OCD History

The first Carmelites came as pilgrims to Mount Carmel to live a life of prayer and penance. They may have been Crusaders who wanted to live out their lives in the Palestine. They adopted a solitary life-style on Mount Carmel near a spring called Elijah's Fountain. These early hermits were mostly laity (that is, they were not monks or canons) who lived an unofficial religious life of Gospel poverty, penance and prayer as a way of following Christ. They sought to return the church from pomp, wealth and power to apostolic simplicity and holiness. They were given a way of life which we follow to this day.

Between 1206 and 1214, St. Albert, Patriarch of Jerusalem, brought the hermits on Mount Carmel together, at their request, into community. He wrote them a letter, a formula for living, which expressed their own intention and reflected the spirit of the pilgrimage to the Holy Land and of the early community of Jerusalem. He asked them to provide the structures of a life in communion, to elect one of the brothers as prior and to build a chapel so that Mass could be celebrated daily.

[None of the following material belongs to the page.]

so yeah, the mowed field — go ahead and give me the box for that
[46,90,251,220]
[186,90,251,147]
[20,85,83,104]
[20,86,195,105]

From the 1230’s the situation in the Holy Land became more precarious for Westerners. Some of the hermits sought refuge in Europe. They made foundations and began to adapt their life to this new setting. In 1247, Pope Innocent IV approved the way of life written by Albert of Jerusalem as the Carmelite Rule modifying it to suit their new situation. This is the Rule which all Carmelites observe to this day. They were recognized as religious and placed themselves at the service of the Church as one of the orders of mendicant friars (friar means brother).